FAIRFIELD, Conn.--(BUSINESS WIRE)--Landsdowne Labs, LLC, a spinout from the laboratories of MIT and Harvard scientists Drs. Robert Langer and Jeffrey Karp, has been awarded a $256,000 grant from the National Science Foundation (NSF) to further develop and design a novel battery coating to help prevent injury and reduce risk to the thousands of children who ingest batteries each year.
“Every year, thousands of children swallow 'button batteries' ---small, high density, coinlike batteries increasingly used in consumer devices,” said Melissa Fensterstock, the Landsdowne CEO. “Too often, the swallowed batteries cause injury to children’s internal organs, and, in some cases—death.
“Our technology uses niobium, a natural element found in the earth’s crust, to deactivate batteries soon after they come in contact with aqueous environments in the esophagus, stomach or intestinal tract—thus helping prevent electrochemical burns.”
Landsdowne will use the NSF Small Business Innovation Research (SBIR)/Small Business Technology Transfer (STTR) grant to assess the feasibility and best design for using niobium to prevent oxidation of the stainless steel currently used to coat most “coin” or “button” battery covers, according to Ravikumar Vasudevan. Vasudevan is Landsdowne Labs’ Vice President for Engineering and the project director.
Niobium is a soft, ductile transition metal similar to tantalum and titanium. It is currently used as an alloying element in high strength steel and other super alloys—with existing applications in medical and surgical equipment, optics, jewelry, and hypoallergenic cosmetics, among others.
Landsdowne is currently awaiting patent approval for its technology, and is testing the technology’s efficacy, scalability, and impact on battery performance.
Worldwide, billions of button cell batteries are sold annually and, with the burgeoning “Internet of Things,” consumer use of such batteries is on the rise.
In 2019, in the United States, approximately 3,500 button battery ingestions were reported, according to the National Capital Poison Center.
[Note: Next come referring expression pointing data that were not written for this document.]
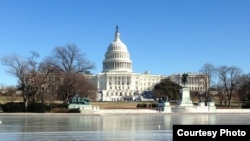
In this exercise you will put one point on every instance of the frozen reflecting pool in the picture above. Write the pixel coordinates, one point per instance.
(123, 127)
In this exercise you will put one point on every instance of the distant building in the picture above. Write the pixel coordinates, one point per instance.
(195, 81)
(117, 81)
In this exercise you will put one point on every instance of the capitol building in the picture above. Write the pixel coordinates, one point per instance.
(118, 82)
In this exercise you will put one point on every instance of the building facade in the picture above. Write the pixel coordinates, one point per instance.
(118, 82)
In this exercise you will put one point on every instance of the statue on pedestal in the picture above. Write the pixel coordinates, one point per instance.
(184, 78)
(79, 100)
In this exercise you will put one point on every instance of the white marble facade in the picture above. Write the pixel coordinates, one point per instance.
(118, 82)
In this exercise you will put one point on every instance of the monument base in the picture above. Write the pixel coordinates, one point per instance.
(185, 104)
(164, 107)
(185, 97)
(80, 106)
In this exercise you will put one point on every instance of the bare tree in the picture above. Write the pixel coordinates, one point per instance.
(72, 64)
(208, 71)
(70, 59)
(244, 87)
(229, 76)
(18, 67)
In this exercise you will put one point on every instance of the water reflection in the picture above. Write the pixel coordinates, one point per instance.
(106, 127)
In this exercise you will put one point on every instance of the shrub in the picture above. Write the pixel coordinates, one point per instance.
(246, 105)
(60, 110)
(141, 105)
(77, 110)
(36, 107)
(13, 107)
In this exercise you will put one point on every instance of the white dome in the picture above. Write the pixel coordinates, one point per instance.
(117, 57)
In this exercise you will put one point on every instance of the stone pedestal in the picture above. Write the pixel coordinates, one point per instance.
(185, 103)
(202, 104)
(212, 107)
(165, 107)
(185, 97)
(80, 106)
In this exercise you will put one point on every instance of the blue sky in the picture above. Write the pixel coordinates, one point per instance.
(162, 36)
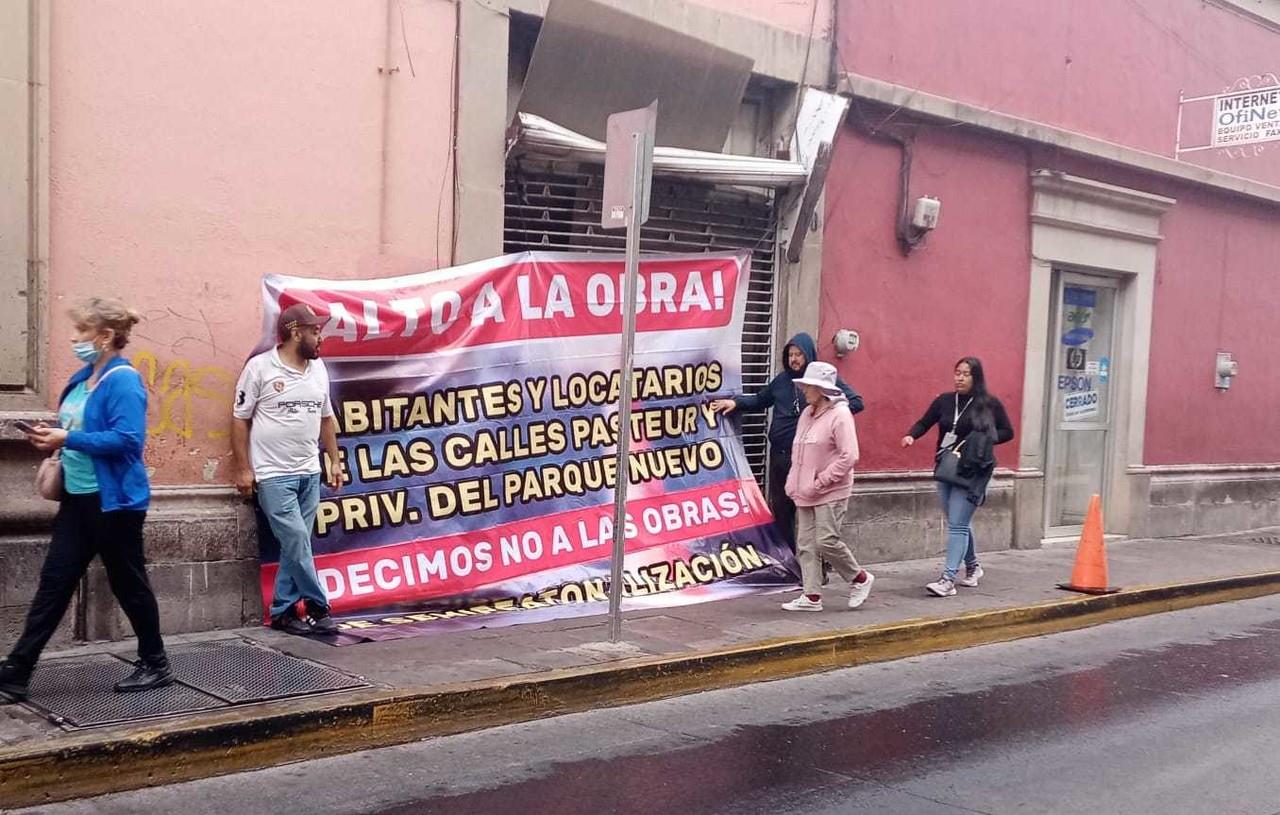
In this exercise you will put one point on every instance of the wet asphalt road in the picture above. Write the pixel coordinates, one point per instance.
(1174, 713)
But, according to Kris Jatana, MD, a recognized international expert on the subject, the actual number of such ingestions may be far higher.
In a recent survey of more than 400 physicians who directly manage patients who have ingested “foreign bodies,” Jatana and his team found that nearly 90% of button battery ingestions (and 96% of all foreign body ingestions) had not been reported to data sources. “As a result of poor reporting mechanisms, we are grossly underestimating the frequency of severe injuries and life-threatening outcomes from button battery ingestions,” Jatana said.
Of reported battery button injuries, 75% occur in children under 6 years old, with toddlers the most vulnerable population.
By 2030, 125 billion consumer devices are expected to be sold globally, many powered by coin cells.
“A battery-level technology solution that can reduce or eliminate the severe esophageal injuries is absolutely necessary to reduce morbidity and mortality from these ingestions," Dr. Jatana said. Jatana is Professor of Otolaryngology-Head and Neck surgery at Nationwide Children’s Hospital and Ohio State University and is an investor/shareholder in Landsdowne Labs.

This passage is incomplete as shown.